Favorite Irish musicians: Well, our friends Gerry Aylward and Fergal and Breda King, of course, but Van Morrison and the Chieftains are my famed faves, among many great Irish musicians from U2 to Sinead O'Connor to Flogging Mollie and the Corrs; Makem and Clancy, Elvis Costello, Mary Black. Favorite book about Ireland: it would have been easy to say Angela's Ashes. I'm going with one I read on my first trip to London, probably around 1978 or so: Trinity, by Leon Uris. Favorite Irish movie: This was a tough one, though I guess I have to give myself to that wonderful little bit of magical realism that was Into the West, with Gabriel Byrne and Ellen Barkin, though The Commitments is up there, along with Secret of Roan Inish and now Philomena. Favorite Irish whiskey: Jameson's, of course. Irishmen we can do without: Bill O'Reilly. Oh, and Michael Flatley.

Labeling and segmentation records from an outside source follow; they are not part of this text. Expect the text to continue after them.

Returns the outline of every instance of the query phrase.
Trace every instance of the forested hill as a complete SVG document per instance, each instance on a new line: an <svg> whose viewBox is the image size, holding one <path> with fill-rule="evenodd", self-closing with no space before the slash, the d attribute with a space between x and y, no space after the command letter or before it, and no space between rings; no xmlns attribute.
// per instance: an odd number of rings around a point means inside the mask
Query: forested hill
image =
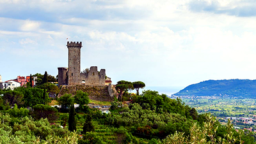
<svg viewBox="0 0 256 144"><path fill-rule="evenodd" d="M210 80L190 85L173 95L256 97L256 80Z"/></svg>

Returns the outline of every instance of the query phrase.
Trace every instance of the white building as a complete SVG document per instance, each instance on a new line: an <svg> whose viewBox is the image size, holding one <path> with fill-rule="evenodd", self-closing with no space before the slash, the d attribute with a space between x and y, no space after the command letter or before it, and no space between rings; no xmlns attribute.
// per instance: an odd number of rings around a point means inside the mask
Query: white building
<svg viewBox="0 0 256 144"><path fill-rule="evenodd" d="M17 80L8 80L3 83L3 88L5 89L11 89L13 90L15 87L21 86L20 83L19 83Z"/></svg>

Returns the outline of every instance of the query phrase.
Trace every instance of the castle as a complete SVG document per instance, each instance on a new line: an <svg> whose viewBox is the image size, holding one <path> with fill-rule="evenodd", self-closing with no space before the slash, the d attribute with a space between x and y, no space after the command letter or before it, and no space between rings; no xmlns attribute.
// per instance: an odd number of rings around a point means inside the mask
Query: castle
<svg viewBox="0 0 256 144"><path fill-rule="evenodd" d="M86 73L81 73L81 48L82 42L67 42L68 49L68 68L58 68L58 85L105 85L106 71L98 71L97 66L92 66Z"/></svg>

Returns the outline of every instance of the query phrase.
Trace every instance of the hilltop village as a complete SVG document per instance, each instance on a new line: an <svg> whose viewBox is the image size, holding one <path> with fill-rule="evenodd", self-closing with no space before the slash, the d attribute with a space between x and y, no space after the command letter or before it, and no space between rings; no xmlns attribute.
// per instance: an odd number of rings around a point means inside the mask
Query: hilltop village
<svg viewBox="0 0 256 144"><path fill-rule="evenodd" d="M230 121L235 118L221 125L180 98L152 90L140 94L143 82L113 85L104 69L81 71L82 42L67 47L68 68L58 68L56 78L47 71L5 82L0 76L0 143L255 142L254 129L238 130Z"/></svg>

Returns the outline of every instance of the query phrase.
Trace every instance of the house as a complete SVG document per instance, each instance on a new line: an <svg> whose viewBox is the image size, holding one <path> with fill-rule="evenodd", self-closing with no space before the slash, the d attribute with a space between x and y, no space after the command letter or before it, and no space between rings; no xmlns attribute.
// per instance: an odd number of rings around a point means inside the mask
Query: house
<svg viewBox="0 0 256 144"><path fill-rule="evenodd" d="M35 85L35 78L33 77L32 77L32 85L34 86ZM17 76L17 80L18 80L18 82L19 83L20 83L21 86L23 86L24 85L26 85L28 82L30 82L30 76Z"/></svg>
<svg viewBox="0 0 256 144"><path fill-rule="evenodd" d="M112 81L111 78L107 77L107 78L105 79L105 85L108 85L109 83L111 84Z"/></svg>
<svg viewBox="0 0 256 144"><path fill-rule="evenodd" d="M3 83L3 89L10 89L13 90L14 88L20 87L20 85L21 84L16 79L8 80Z"/></svg>

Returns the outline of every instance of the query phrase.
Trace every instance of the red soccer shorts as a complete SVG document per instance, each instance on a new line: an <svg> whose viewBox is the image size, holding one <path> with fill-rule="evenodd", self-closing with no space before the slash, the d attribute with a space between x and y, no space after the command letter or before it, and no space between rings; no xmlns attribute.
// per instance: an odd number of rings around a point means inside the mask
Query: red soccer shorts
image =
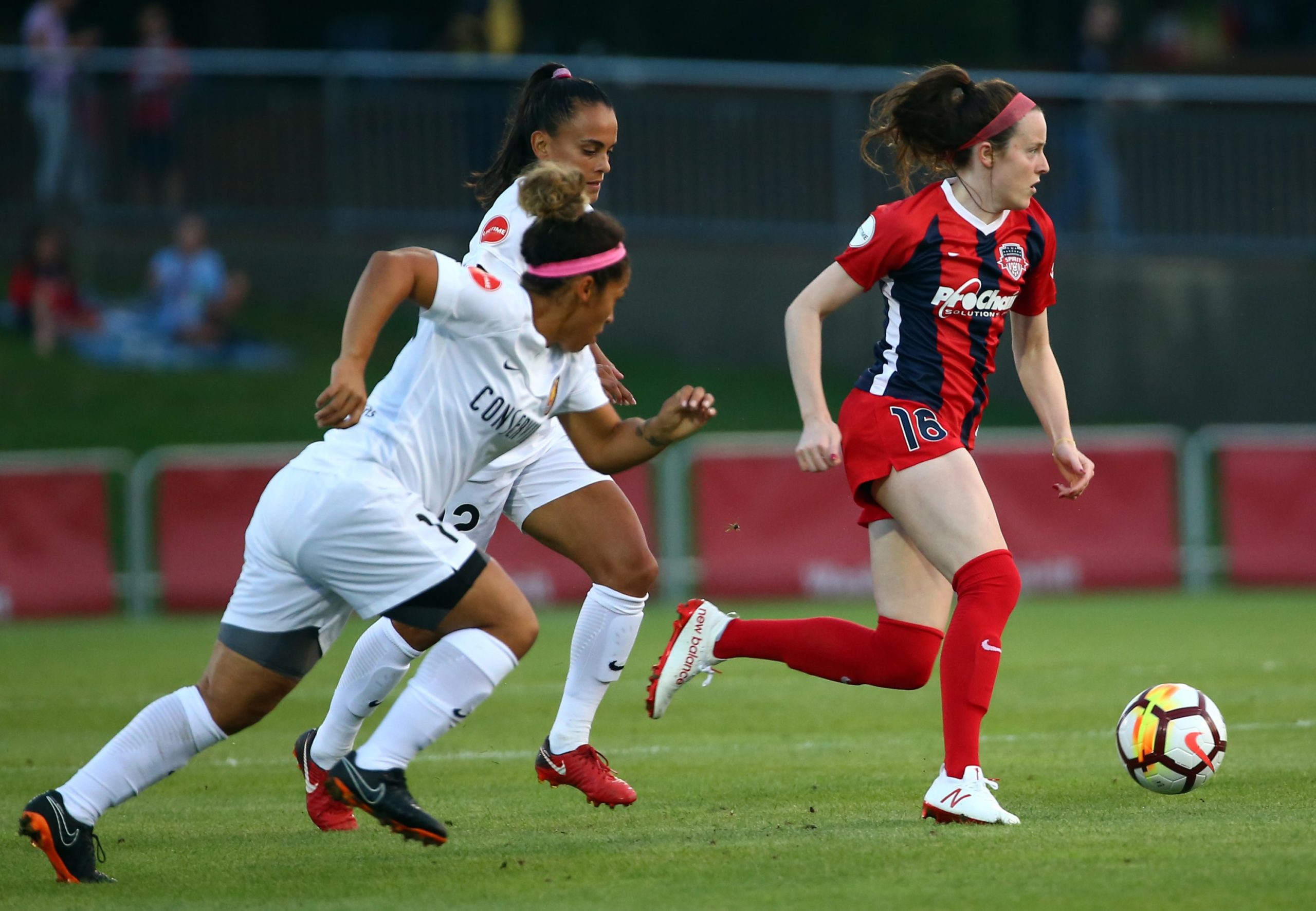
<svg viewBox="0 0 1316 911"><path fill-rule="evenodd" d="M870 484L892 471L926 462L955 449L958 421L942 421L928 405L905 399L850 390L837 420L841 428L841 461L850 495L859 506L859 524L891 519L873 500Z"/></svg>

A final PS: Mom now alleges the story related above about my name and the baptismal certificate goes with my brother Terry, who had to be baptized 'Terrence" because Terry wasn't a proper saint's name. This may be her memory failing, since she always liked him more anyway, or it may be, tragically, true. I like my version better. As the Irish say about their stories, if it isn't true, it oughta be. Happy St. Patrick's Day!